# Bases in Locally Euclidean spaces

• March 30th 2010, 05:59 PM
Drexel28
Bases in Locally Euclidean spaces
Hey everyone, I think I am making the following WAY too difficult. Does anyone have insight into A) whether the following is even correct or B) an easier way to do it (as I am sure there is one).

Problem: Let $\mathfrak{M}$ be a locally Euclidean space of dimension $n$. Call an open subset $E$ of $\mathfrak{M}$ a Euclidean ball if $E\approx O$ for some open $O\subseteq\mathbb{R}^n$. Prove that $\mathfrak{M}$ has an open base of Euclidean balls.

Proof: Let $x\in X$ be arbitrary and let $E_x$ be the guaranteed Euclidean ball containing $x$ with $\varphi_x:E_x\to O_x$ the necessary homeomorphism. Let $\Omega_x=\left\{B_{\varepsilon}(\varphi(x))):B_{\v arepsilon}\subseteq O_x\right\}$ (each of these balls are open in $\mathbb{R}^n$ for obvious reasons) and $\Lambda_x=\left\{\varphi_x^{-1}(\omega):\omega\in\Omega_x\right\}$. Clearly $\Lambda_x$ contains open subset of $E_x$, but since $E_x$ is in fact open we see that each element of $\Lambda_x$ is open in $X$. So, set $\Lambda=\bigcup_{x\in X}\Lambda_x$. By previous comment this is a class of open subsets of $\mathfrak{M}$. Also, $\varphi_x\mid_{\varphi_x^{-1}(\omega)}:\varphi_x^{-1}(\omega)\to\omega$ is a homeomorphism and so $\Lambda$ is in fact a collection of Euclidean balls.
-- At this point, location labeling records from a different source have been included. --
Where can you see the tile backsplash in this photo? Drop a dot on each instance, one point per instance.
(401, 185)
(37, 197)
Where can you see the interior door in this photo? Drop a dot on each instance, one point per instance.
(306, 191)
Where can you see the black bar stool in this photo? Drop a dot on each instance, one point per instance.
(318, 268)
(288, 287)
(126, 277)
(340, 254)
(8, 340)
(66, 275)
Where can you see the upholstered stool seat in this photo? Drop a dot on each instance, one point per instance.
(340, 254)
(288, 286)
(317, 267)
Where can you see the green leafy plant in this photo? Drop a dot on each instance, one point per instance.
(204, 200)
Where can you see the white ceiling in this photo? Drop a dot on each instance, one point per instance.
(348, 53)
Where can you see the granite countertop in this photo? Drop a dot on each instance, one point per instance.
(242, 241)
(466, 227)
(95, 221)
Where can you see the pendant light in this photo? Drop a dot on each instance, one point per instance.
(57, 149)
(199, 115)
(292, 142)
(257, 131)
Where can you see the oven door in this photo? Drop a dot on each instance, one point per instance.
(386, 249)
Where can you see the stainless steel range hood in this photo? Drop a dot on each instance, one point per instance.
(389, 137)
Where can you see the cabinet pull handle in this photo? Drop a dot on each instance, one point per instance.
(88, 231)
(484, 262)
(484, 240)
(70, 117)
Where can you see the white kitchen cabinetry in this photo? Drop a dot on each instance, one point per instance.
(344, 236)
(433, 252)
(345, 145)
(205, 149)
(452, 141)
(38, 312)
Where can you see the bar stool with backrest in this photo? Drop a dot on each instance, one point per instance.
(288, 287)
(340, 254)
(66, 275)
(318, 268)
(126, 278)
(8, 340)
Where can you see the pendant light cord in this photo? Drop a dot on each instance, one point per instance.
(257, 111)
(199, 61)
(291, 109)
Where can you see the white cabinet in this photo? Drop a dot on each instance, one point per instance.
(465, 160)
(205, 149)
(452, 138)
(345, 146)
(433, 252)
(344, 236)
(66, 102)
It remains to show that it's a base.

So, let $y\in X$ be arbitrary and $N$ any neighborhood of $y$. Thus, keeping the notation of the previous paragraph we have that $E_y\cap N$ is an open subspace of $E_y$ and so $\varphi_y(E_y\cap N)$ is an open subset of $O_y$. So, there exists some $B_{\varepsilon}(\varphi_y(y))\subseteq \varphi_y(E_y\cap N)$. It follows that $\varphi_y^{-1}\left(B_{\varepsilon}(\varphi_y(y))\right)\in\La mbda$ and $x\in\varphi_y^{-1}\left(B_{\varepsilon}(\varphi_y(y))\right)\subse teq E_y\cap N\subseteq N$. The conclusion follows. $\blacksquare$.